Zwischenruf
Michael Bünker über den Adventkranz
"Der Adventkranz" - Hoffnungsträger für Kinder. Der evangelisch-lutherische Bischof Michael Bünker erzählt vom ersten Adventkranz und seine auch heute aktuelle Bedeutung als Hoffnungsträger. - Gestaltung: Martin Gross
3. Dezember 2017, 06:55
Heute ist es wieder soweit: Die erste Kerze am Adventkranz wird entzündet. In vielen Wohnungen und Häusern ist das schon Tradition. Der grüne Kranz mit seinen vier Kerzen, jeweils eine für jeden der vier Adventsonntage.
Was nicht alle wissen werden: Der Adventkranz ist eine evangelische Erfindung, die aus Hamburg auch zu uns nach Österreich gekommen ist. Es war im Jahr 1839. Der evangelische Pfarrer Johann Hinrich Wichern lebte in einem ehemaligen Bauernhof bei Hamburg mit Kindern und Jugendlichen zusammen, die sonst auf der Straße leben müssten. Die Armut war in der Zeit der Industrialisierung gerade in den Städten ein großes Problem. Wichern hatte sich entschlossen, etwas dagegen zu unternehmen. Für die Kinder, die zwölf Stunden am Tag arbeiten mussten, für die, die kein Zuhause hatten und auf der Straße lebten, für Mädchen, die zur Prostitution gezwungen waren. Ich kümmere mich um Kinder "mit den schlechtesten Zeugnissen", sagte Wichern. Er wurde zum Gründer der evangelischen Diakonie.
Wie alle Kinder waren auch die, die er aufgenommen hat, ungeduldig, wenn es auf Weihnachten zuging. Wann ist es denn endlich soweit? Wie viele Tage noch? Da hatte Wichern eine wunderbare Idee: Um den Kindern die Wartezeit zu verkürzen nahm er ein großes Wagenrad und stellte für jeden Tag des Advent eine Kerze drauf. Für die Wochentage eine rote und für die vier Sonntage eine weiße. Das war der erste Adventkranz. Er wurde gleich in viele Kirchen und Häusern aufgenommen. In den 1920er Jahren kam er auch nach Österreich, jetzt in der uns gewohnten Form mit den vier Kerzen für die Sonntage.
Vor einigen Jahren hat die Diakonie den ursprünglichen Diakonieadventkranz wiederbelebt. Er ist heute in großer Ausführung in fünf Landeshauptstädten zu sehen. Persönlichkeiten des öffentlichen Lebens werden besucht und bekommen einen solchen Adventkranz. Ich konnte selbst dabei sein, wie der Wichernadventkranz in der Wiener Hofburg Bundespräsident Alexander Van der Bellen überreicht wurde. Dabei haben uns Kinder begleitet. Da war einmal ein Chor von Schülerinnen und Schülern der evangelischen Schule am Karlsplatz und dann die beiden Jugendlichen, die den Adventkranz gebunden und mit den Kerzen geschmückt haben. Diese beiden Jugendlichen sind Schüler der IFIT Schule der Diakonie. IFIT steht für Inklusive Fachspezifische Schule für Individualisierte Teilausbildungen. Dort können Jugendliche, die aus verschiedensten Gründen im regulären Schul- und Ausbildungssystem nicht Fuß fassen konnten und daher von Ausgrenzung gefährdet sind, für verschiedene Berufsfelder Qualifizierungen erwerben. Eines der Berufsfelder ist die Landwirtschaft mit verschiedenen Schwerpunkten. Adventkranzbinden gehört dazu. Tausende von ihnen werden von Jugendlichen hergestellt, die in Einrichtungen der Diakonie gefördert und begleitet werden.

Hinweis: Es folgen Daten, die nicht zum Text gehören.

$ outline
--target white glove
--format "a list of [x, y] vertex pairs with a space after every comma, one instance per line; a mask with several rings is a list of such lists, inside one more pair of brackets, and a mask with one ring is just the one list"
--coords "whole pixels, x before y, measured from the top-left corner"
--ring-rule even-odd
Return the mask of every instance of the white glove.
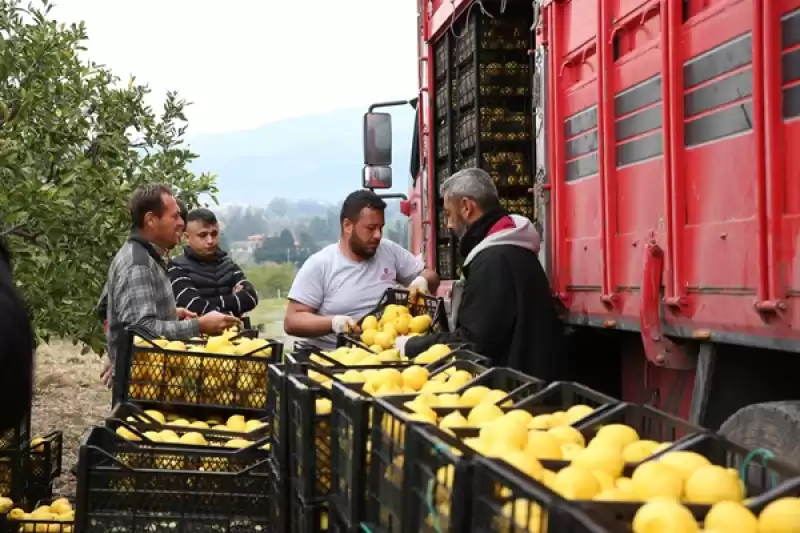
[[356, 329], [356, 321], [345, 315], [336, 315], [331, 319], [331, 329], [334, 333], [350, 333]]
[[414, 281], [412, 281], [408, 285], [408, 290], [410, 290], [412, 293], [424, 292], [425, 294], [427, 294], [428, 293], [428, 280], [425, 279], [422, 276], [417, 276], [416, 278], [414, 278]]
[[397, 339], [395, 339], [394, 348], [395, 350], [400, 352], [400, 355], [406, 354], [406, 343], [410, 338], [411, 336], [405, 336], [405, 337], [397, 337]]

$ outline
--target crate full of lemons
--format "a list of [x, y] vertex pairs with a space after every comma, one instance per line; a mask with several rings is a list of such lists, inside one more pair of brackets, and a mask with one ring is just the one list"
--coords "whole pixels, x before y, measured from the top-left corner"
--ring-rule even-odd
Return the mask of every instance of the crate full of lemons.
[[233, 332], [189, 342], [135, 337], [122, 400], [264, 409], [283, 346]]

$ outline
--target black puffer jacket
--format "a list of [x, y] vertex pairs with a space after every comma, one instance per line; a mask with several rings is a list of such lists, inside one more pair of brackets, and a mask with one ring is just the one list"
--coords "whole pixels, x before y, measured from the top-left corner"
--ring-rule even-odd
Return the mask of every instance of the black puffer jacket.
[[[169, 277], [178, 307], [198, 315], [220, 311], [241, 317], [258, 303], [253, 285], [222, 250], [206, 259], [187, 246], [182, 256], [172, 260]], [[234, 292], [239, 284], [243, 290]]]
[[19, 427], [31, 411], [33, 327], [11, 278], [8, 250], [0, 241], [0, 432]]

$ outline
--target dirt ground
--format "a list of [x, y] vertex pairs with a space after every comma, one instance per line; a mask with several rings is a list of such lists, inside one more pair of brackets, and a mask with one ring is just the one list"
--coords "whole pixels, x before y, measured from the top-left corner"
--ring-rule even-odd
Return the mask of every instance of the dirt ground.
[[111, 409], [111, 391], [100, 381], [100, 366], [97, 355], [81, 355], [80, 347], [69, 342], [55, 341], [37, 351], [33, 434], [64, 432], [57, 494], [74, 494], [75, 477], [70, 468], [77, 461], [80, 439], [90, 426], [102, 423]]
[[[261, 336], [276, 338], [291, 346], [283, 332], [286, 301], [264, 300], [252, 313], [254, 324], [263, 324]], [[103, 423], [111, 410], [111, 391], [100, 382], [101, 359], [81, 355], [80, 346], [54, 341], [42, 345], [36, 354], [36, 390], [33, 401], [33, 434], [63, 431], [64, 450], [61, 478], [55, 483], [57, 494], [75, 493], [75, 477], [70, 469], [77, 462], [80, 439], [92, 425]]]

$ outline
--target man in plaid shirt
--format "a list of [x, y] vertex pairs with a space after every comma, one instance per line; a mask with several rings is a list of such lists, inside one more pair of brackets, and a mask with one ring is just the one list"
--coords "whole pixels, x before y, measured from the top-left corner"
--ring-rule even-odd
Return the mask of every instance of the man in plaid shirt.
[[216, 335], [239, 319], [218, 312], [202, 317], [175, 306], [165, 251], [177, 246], [183, 220], [166, 185], [143, 185], [130, 202], [133, 231], [108, 271], [108, 356], [102, 378], [110, 385], [114, 361], [130, 342], [126, 331], [137, 327], [156, 337], [188, 339]]

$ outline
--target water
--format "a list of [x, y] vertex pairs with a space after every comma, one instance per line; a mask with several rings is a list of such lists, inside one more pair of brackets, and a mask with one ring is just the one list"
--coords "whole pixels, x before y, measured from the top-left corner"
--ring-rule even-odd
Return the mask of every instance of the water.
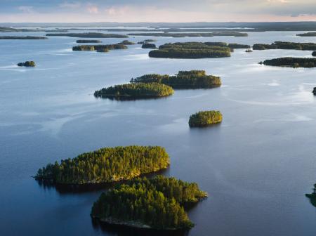
[[[157, 38], [157, 44], [316, 42], [296, 33]], [[316, 177], [311, 93], [316, 69], [258, 65], [275, 57], [310, 56], [311, 51], [239, 49], [229, 58], [167, 60], [149, 58], [149, 50], [140, 45], [108, 53], [73, 52], [76, 39], [0, 41], [0, 235], [129, 235], [92, 223], [91, 206], [102, 190], [63, 192], [31, 178], [48, 162], [129, 145], [165, 147], [171, 161], [166, 174], [195, 181], [209, 192], [209, 199], [189, 212], [196, 223], [190, 236], [316, 234], [316, 211], [304, 195]], [[15, 65], [27, 60], [37, 66]], [[131, 77], [185, 70], [219, 75], [223, 86], [176, 91], [158, 100], [120, 102], [93, 96]], [[223, 123], [189, 129], [189, 116], [203, 110], [220, 110]]]

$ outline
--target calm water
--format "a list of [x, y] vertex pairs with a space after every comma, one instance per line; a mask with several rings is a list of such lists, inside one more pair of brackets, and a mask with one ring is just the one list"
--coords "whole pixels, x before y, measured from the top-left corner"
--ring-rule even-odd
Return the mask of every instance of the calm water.
[[[296, 34], [157, 38], [157, 44], [316, 42]], [[166, 60], [149, 58], [149, 50], [139, 45], [108, 53], [73, 52], [76, 39], [0, 41], [0, 235], [128, 235], [92, 223], [91, 206], [102, 190], [64, 192], [41, 186], [31, 176], [50, 162], [129, 145], [165, 147], [171, 160], [166, 174], [195, 181], [209, 193], [189, 212], [196, 223], [190, 236], [316, 235], [316, 209], [304, 196], [316, 181], [316, 98], [311, 93], [316, 69], [258, 65], [311, 51], [240, 49], [229, 58]], [[15, 65], [27, 60], [37, 67]], [[223, 85], [176, 91], [158, 100], [93, 96], [133, 77], [195, 69], [220, 76]], [[189, 116], [202, 110], [220, 110], [223, 122], [189, 129]]]

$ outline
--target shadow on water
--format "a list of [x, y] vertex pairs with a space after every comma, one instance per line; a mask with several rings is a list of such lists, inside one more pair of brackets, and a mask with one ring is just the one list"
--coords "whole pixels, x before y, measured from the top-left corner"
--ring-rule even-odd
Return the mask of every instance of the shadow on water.
[[[150, 173], [141, 175], [140, 177], [153, 178], [157, 175], [168, 175], [169, 172], [169, 168], [160, 170], [154, 173]], [[58, 184], [55, 183], [52, 181], [47, 180], [37, 180], [39, 185], [44, 189], [55, 188], [57, 192], [60, 195], [69, 195], [69, 194], [80, 194], [93, 192], [99, 192], [100, 190], [106, 190], [110, 188], [114, 187], [117, 185], [120, 185], [128, 182], [129, 181], [122, 181], [115, 183], [87, 183], [82, 185], [75, 184]]]
[[92, 225], [95, 230], [102, 232], [110, 235], [118, 236], [187, 236], [187, 230], [158, 230], [148, 229], [137, 229], [128, 226], [113, 225], [100, 222], [97, 219], [91, 218]]

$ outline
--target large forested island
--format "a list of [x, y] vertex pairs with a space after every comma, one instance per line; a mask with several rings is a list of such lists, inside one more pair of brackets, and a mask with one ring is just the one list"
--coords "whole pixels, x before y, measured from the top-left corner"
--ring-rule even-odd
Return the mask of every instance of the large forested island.
[[157, 176], [137, 178], [103, 193], [91, 216], [101, 222], [139, 228], [190, 229], [183, 206], [206, 197], [195, 183]]
[[170, 96], [173, 89], [167, 85], [158, 83], [137, 83], [115, 85], [96, 91], [96, 98], [117, 100], [154, 98]]
[[232, 48], [208, 43], [188, 42], [166, 44], [150, 51], [149, 56], [162, 58], [211, 58], [230, 57]]
[[173, 88], [211, 88], [222, 84], [220, 78], [204, 70], [180, 71], [174, 76], [150, 74], [132, 79], [131, 83], [159, 83]]
[[111, 183], [166, 169], [169, 163], [168, 153], [158, 146], [105, 148], [48, 164], [35, 178], [57, 184]]
[[298, 67], [315, 67], [316, 58], [280, 58], [270, 60], [265, 60], [261, 62], [260, 64], [265, 65]]
[[66, 33], [66, 34], [46, 34], [46, 36], [67, 36], [76, 38], [128, 38], [127, 35], [103, 33]]
[[314, 43], [294, 43], [277, 41], [271, 44], [256, 44], [253, 46], [254, 50], [267, 49], [294, 49], [294, 50], [316, 50], [316, 44]]
[[220, 123], [222, 119], [223, 115], [220, 111], [199, 112], [190, 117], [189, 126], [190, 127], [205, 127]]
[[42, 36], [0, 36], [0, 39], [48, 39]]

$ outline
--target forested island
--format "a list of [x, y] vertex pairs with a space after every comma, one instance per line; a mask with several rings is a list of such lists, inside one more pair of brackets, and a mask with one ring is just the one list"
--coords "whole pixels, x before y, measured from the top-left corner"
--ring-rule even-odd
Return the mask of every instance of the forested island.
[[42, 36], [0, 36], [0, 39], [48, 39]]
[[79, 39], [76, 41], [77, 44], [99, 44], [102, 43], [100, 40]]
[[256, 44], [253, 46], [254, 50], [267, 50], [267, 49], [294, 49], [312, 51], [316, 50], [316, 44], [314, 43], [294, 43], [284, 41], [275, 41], [271, 44]]
[[280, 58], [270, 60], [265, 60], [259, 63], [265, 65], [290, 67], [294, 68], [305, 67], [311, 68], [316, 67], [316, 58]]
[[143, 44], [142, 48], [157, 48], [156, 44]]
[[195, 183], [157, 176], [138, 178], [103, 192], [91, 216], [101, 222], [138, 228], [190, 229], [184, 206], [207, 197]]
[[174, 76], [168, 74], [145, 74], [132, 79], [131, 83], [159, 83], [173, 88], [211, 88], [222, 84], [220, 78], [206, 74], [205, 70], [180, 71]]
[[190, 127], [205, 127], [222, 122], [223, 115], [220, 111], [199, 112], [192, 114], [189, 119]]
[[96, 51], [98, 52], [108, 52], [110, 50], [127, 49], [124, 44], [97, 44], [97, 45], [78, 45], [72, 47], [72, 51]]
[[211, 32], [211, 33], [131, 33], [131, 36], [152, 36], [152, 37], [169, 37], [173, 38], [182, 37], [212, 37], [214, 36], [234, 36], [247, 37], [247, 33], [241, 32]]
[[48, 164], [35, 178], [56, 184], [104, 183], [129, 180], [166, 169], [170, 164], [165, 149], [158, 146], [105, 148], [60, 164]]
[[27, 60], [25, 63], [19, 63], [17, 64], [18, 66], [25, 66], [27, 67], [34, 67], [35, 66], [35, 63], [32, 60]]
[[158, 83], [133, 83], [115, 85], [96, 91], [96, 98], [129, 100], [154, 98], [173, 94], [173, 89], [167, 85]]
[[308, 32], [308, 33], [303, 33], [303, 34], [298, 34], [296, 36], [301, 36], [301, 37], [316, 37], [316, 32]]
[[166, 44], [150, 51], [149, 56], [161, 58], [212, 58], [230, 57], [232, 48], [209, 43], [188, 42]]
[[66, 33], [66, 34], [46, 34], [46, 36], [64, 36], [76, 38], [128, 38], [127, 35], [103, 33]]

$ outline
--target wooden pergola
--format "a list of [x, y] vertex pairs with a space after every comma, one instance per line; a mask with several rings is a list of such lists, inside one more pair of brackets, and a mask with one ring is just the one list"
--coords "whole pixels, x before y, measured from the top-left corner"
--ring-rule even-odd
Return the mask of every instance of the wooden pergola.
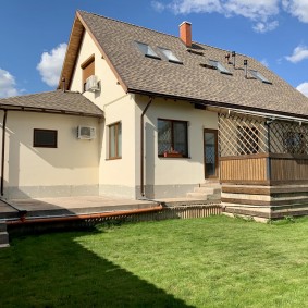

Der Adventkranz - ein Hoffnungsträger! In Österreich leben nach verschiedenen Erhebungen mehr als dreihunderttausend Kinder in Verhältnissen, die von Armut bedroht sind. Normalerweise bleiben sie unsichtbar, die Medien berichten zu wenig über sie, zu wenig über ihre Probleme und auch zu wenig über ihre besonderen Begabungen, die sie einbringen können, wenn sie entsprechend gefördert werden. Für sie leuchten die Kerzen am Adventkranz, ganz egal, woher sie kommen. Ihnen Hoffnung zu geben, eine Zukunft zu eröffnen, gehört zur evangelischen Verantwortung.
Der Adventkranz - ein Hoffnungsträger, gerade für Kinder und Jugendliche. Das Warten auf Weihnachten ist auch ein Warten auf Verhältnisse, in denen Kinder und Jugendliche in Sicherheit leben und sich entfalten können. Sie haben ein Recht darauf. Daran will ich denken, wenn ich heute die erste Kerze entzünde.